Марджори громко постучала в дверь и, не дожидаясь ответа, резко ее распахнула. Уимзи, следовавшему за ней по пятам, ударила в лицо густая волна тепла, шума, дыма и запаха жареного.

Маленькая комната тускло освещалась одной-единственной электрической лампой, спрятанной в фонарь из разноцветного стекла, и была до отказа набита людьми, чьи обтянутые шелком ноги, обнаженные руки и бледные лица плавали у Уимзи перед глазами, как светляки в мутном полумраке. Через всю комнату медленно проплывали туда-сюда кольца табачного дыма. Антрацитовая печка в одном углу, раскаленная докрасна и грозящая удушьем, соперничала с газовой плитой в другом, превращая комнату в одну большую жаровню. На печке стоял большой дымящийся чайник, на приставном столике — большой дымящийся самовар; у плиты, переворачивая вилкой колбаски, склонилась над сковородой темная фигура, в то время как некий помощник колдовал в духовке над чем-то, что острый нюх Уимзи среди и без того сложного букета верно определил как копченую селедку. На пианино, стоявшем прямо в дверях, молодой человек с буйной рыжей шевелюрой играл нечто чехословацкое, а на скрипке ему подтягивало существо неопределенного пола, но удивительной гибкости, одетое в жаккардовый свитер. На вошедших никто не обратил внимания. Марджори, переступая через многочисленные ноги, пролезла к худой молодой даме в красном и закричала ей прямо в ухо. Та кивнула и сделала Уимзи знак подойти. Он добрался до худой дамы, которой его представили очень лаконично: «Знакомьтесь: Питер — Нина Кропотки».

— Очень приятно! — прокричала мадам Кропотки, стараясь перекрыть общий гвалт. — Садитесь рядом со мной. Ваня принесет вам чего-нибудь выпить. Не правда ли, грандиозно? Станислас просто гений, его новая пьеса о станции «Пикадилли» — это что-то потрясающее, n’est-ce pas? Пять дней он ездил по эскалатору, чтобы впитать нужные тональности.

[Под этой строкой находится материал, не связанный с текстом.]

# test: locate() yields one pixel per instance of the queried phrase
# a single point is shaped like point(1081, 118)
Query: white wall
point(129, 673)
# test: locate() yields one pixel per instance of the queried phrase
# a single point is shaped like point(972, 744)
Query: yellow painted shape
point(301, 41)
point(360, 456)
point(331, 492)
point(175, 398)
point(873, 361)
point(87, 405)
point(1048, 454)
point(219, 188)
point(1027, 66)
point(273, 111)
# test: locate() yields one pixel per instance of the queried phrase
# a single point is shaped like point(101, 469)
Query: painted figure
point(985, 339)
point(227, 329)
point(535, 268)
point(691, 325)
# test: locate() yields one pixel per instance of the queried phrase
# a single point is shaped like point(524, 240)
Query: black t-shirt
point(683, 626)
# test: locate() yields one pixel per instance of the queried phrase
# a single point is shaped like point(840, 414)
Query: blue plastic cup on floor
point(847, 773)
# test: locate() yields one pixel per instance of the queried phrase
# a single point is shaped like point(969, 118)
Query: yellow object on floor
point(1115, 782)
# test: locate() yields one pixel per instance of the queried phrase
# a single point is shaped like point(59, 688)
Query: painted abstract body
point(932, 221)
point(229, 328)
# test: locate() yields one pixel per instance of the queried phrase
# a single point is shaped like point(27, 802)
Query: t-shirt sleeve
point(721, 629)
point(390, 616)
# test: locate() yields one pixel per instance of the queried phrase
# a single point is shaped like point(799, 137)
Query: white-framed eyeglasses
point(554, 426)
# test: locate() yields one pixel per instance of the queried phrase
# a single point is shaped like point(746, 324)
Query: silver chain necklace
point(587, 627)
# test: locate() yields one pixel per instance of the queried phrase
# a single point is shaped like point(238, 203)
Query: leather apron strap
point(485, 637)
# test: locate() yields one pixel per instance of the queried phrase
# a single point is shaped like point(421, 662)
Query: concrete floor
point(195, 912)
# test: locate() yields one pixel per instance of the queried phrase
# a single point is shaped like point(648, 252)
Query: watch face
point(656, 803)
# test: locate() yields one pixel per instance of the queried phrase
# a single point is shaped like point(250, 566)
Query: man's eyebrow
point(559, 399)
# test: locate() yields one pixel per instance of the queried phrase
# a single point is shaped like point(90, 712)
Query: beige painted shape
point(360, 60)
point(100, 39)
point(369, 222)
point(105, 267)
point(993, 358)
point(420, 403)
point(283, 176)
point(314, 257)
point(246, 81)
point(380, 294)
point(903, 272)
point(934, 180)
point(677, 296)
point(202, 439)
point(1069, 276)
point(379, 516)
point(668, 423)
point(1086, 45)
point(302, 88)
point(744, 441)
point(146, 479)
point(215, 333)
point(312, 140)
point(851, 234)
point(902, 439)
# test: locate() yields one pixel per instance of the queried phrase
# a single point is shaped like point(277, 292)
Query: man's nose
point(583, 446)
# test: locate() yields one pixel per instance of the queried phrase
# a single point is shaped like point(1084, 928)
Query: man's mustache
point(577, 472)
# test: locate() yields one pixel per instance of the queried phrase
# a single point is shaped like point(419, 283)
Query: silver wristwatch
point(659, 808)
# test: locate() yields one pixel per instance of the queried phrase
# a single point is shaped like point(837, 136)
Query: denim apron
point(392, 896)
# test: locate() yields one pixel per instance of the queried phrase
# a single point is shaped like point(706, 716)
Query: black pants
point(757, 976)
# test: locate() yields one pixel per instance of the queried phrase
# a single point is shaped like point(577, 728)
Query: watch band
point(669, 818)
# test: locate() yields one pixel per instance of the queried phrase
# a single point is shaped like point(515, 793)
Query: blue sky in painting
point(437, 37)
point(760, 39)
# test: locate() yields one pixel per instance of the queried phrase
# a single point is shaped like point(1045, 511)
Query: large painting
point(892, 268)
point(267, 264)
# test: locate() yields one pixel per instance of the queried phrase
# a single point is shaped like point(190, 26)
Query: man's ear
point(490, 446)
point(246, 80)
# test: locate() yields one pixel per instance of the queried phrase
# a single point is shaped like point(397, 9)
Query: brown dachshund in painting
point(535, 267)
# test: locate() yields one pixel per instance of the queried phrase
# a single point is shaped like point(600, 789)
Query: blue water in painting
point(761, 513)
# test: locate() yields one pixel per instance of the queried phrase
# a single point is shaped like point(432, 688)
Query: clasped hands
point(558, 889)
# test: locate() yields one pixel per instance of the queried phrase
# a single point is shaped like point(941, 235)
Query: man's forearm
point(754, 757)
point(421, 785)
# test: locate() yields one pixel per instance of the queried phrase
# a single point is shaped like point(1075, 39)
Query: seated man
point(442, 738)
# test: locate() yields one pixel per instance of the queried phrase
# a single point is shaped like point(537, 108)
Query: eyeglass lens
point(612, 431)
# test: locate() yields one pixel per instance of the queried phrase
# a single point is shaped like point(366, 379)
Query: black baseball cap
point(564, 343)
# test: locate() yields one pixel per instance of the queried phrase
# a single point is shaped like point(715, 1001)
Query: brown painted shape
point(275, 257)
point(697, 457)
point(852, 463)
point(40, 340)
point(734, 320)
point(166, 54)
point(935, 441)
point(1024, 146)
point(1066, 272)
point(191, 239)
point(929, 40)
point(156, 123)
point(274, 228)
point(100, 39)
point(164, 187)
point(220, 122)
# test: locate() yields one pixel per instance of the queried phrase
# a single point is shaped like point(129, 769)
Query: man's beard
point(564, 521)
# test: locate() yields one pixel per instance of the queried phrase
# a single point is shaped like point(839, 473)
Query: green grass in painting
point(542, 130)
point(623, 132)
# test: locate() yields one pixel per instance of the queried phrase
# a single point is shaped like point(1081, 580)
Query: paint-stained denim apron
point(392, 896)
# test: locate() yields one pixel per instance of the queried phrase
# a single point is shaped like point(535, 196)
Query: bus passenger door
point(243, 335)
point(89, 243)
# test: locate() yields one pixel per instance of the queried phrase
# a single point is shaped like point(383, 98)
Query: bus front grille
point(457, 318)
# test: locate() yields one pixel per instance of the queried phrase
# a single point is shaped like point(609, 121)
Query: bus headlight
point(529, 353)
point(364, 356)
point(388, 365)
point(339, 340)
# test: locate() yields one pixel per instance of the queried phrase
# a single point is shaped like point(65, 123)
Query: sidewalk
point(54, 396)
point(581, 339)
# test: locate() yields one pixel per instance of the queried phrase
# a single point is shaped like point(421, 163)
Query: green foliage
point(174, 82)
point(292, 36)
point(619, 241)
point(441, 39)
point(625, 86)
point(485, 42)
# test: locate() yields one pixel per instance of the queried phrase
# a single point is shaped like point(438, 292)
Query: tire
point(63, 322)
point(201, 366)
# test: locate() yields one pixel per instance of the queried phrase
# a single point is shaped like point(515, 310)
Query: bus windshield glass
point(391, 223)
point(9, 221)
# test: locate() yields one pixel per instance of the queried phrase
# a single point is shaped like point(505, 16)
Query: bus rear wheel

— Колоссально! — проревел Уимзи.

— Вы правда так думаете? О, да вы настоящий ценитель! Вы поняли, что это вещь для целого оркестра. На фортепьяно она вообще не звучит. Тут нужна сила, нужны медные духовые, нужны литавры — баммммммм! Вот! Но и так можно уловить саму форму, структуру. Все! Это самый конец! Великолепно! Божественно!

Тут какофония прекратилась. Пианист скривился и утомленно огляделся по сторонам. Когда скрипач положил инструмент и поднялся с места, по ногам стало понятно, что это все-таки скрипачка. Все разом загалдели. Перегнувшись через сидевших рядом гостей, мадам Кропотки дважды обняла обливавшегося потом Станисласа. С плиты подняли сковороду, плюющуюся раскаленным жиром, раздался крик «Ваня!», через мгновение прямо перед Уимзи возникло мертвенно-бледное лицо, и низкий голос рявкнул: «Что будете пить?», в то время как над плечом Уимзи зловеще зависло блюдо с копченой селедкой.

— Спасибо, — сказал Уимзи, — я только что поужинал. Только что поужинал! — вскричал он в отчаянии. — Я сыт, complet![45]

Марджори, способная на более пронзительный тон и решительный отказ, пришла Уимзи на помощь.

— Ваня, сейчас же уберите эту гадость! Меня от нее тошнит. Принесите нам чаю, чаю, чаю!

— Чаю! — повторил мертвенно-бледный господин. — Дайте им чаю! Что вы думаете о симфонической поэме Станисласа? Мощно, ново, скажите? Революционный дух толпы — столкновение и бунт в самом сердце машины. Да уж, буржуа будет над чем подумать!

вернуться

45

Сыт (фр.).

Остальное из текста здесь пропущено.